L’occupazione cresce, ma di che tipo si tratta?
La fluttuazione mensile dei dati sull’occupazione è ampia anche con bruschi scostamenti. Lo scorso mese ad esempio è stato ampiamente commentato, come importante novità, il calo degli occupati ultracinquantenni che però, nei dati di aprile, è già stato recuperato. È forse quindi consigliabile, per tutti, prendere a riferimento per giudizi e considerazioni, un periodo di tempo più consistente. Il dato annuale che l’Istat propone, pare essere il più stabilizzato. Questo dato (aprile 2016/aprile 2017) rileva una crescita dell’occupazione di 277 mila unità su base annua. Ma di che tipo di occupazione si tratta?
Il saldo è dato da una crescita (+380 mila) tra i lavoratori dipendenti e un calo fra gli indipendenti (-103 mila). Ma, dei 380 mila dipendenti in più, e nonostante gli incentivi, solo il 40,8% (+155 mila) ha un contratto stabile, mentre, la maggioranza del 59,2% (+225 mila) sono lavoratori a termine. Cresce dunque l’occupazione, ma in netta prevalenza si tratta di occupazione precaria e questo dato è progressivamente in aumento.

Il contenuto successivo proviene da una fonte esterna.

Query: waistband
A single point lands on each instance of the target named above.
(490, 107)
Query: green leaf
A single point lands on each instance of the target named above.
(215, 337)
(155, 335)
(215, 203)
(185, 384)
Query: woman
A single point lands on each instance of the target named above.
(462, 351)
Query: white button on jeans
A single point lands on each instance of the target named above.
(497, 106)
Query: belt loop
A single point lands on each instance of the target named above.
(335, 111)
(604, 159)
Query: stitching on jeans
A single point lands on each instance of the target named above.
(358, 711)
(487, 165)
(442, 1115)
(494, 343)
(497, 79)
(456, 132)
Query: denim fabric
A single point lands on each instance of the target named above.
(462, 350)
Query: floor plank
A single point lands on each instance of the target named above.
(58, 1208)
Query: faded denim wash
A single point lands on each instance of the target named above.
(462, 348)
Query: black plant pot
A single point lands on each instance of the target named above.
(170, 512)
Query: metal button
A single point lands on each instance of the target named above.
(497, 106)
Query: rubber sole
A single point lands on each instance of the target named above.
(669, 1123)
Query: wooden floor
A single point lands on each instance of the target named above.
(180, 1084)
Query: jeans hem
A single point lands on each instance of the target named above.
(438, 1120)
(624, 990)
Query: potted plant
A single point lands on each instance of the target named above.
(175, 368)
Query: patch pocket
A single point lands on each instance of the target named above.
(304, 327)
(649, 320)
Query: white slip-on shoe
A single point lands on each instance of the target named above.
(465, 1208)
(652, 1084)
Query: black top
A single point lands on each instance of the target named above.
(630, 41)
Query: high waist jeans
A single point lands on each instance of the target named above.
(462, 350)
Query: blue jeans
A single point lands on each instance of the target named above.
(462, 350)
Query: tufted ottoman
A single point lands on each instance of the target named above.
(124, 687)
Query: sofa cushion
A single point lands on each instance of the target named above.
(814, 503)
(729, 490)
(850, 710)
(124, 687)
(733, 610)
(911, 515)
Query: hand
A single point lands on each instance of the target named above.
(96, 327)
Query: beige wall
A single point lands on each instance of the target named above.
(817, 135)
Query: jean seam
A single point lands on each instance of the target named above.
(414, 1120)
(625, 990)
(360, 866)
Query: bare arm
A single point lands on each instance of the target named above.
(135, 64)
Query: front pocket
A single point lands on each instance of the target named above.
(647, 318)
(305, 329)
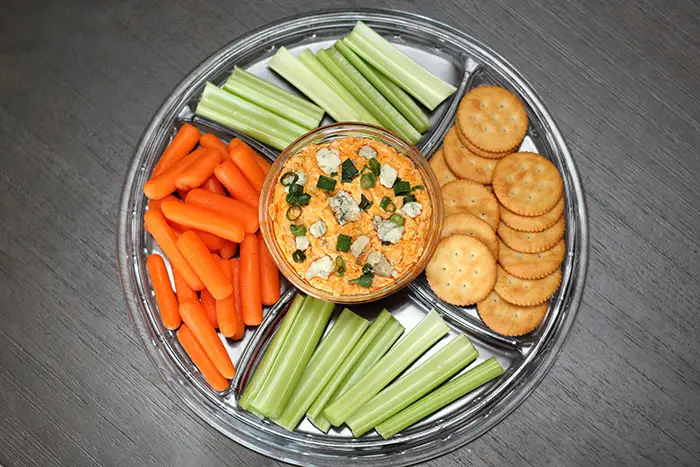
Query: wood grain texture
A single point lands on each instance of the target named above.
(80, 80)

L’andamento dell’occupazione per classi di età è un altro elemento di qualità utile ad interpretare il dato quantitativo. Sempre su base annua la classe di età che cresce è quella degli ultracinquantenni. L’aumento complessivo di 277 mila unità è composto da +362 mila fra chi ha oltre i 50 anni, + 4 mila da 15 a 24 anni e -89 mila fra 25 e 49 anni, con un consistente invecchiamento della popolazione occupata. E’ evidente quindi che il dato generale non è solo legato ad assunzioni, ma prevalentemente fra gli over 50 da una corposa diminuzione delle cessazioni determinata dal calo dei pensionamenti, e da un travaso progressivo dalla classe di età precedente.
Infine disoccupazione e inattività. Il dato di aprile prevede un forte calo mensile sul mese di marzo e si attesta all’11,1%. Tanto forte che rappresenta oltre il 70% dell’intero calo annuo. Anche in questo caso dunque meglio verificare l’andamento dei mesi successivi. Ma siamo ancora quasi al doppio del dato nazionale 2007-2008 e due punti circa più alti dell’attuale media della UE a 28.
Parlando di disoccupazione, come in ogni rilevazione, il confronto deve essere correlato all’andamento dell’inattività. È quindi intenzione della FDV proporre nelle prossime settimane, oltre all’indicatore sull’area del disagio e della sofferenza occupazionale, un approfondimento specifico su questo tema.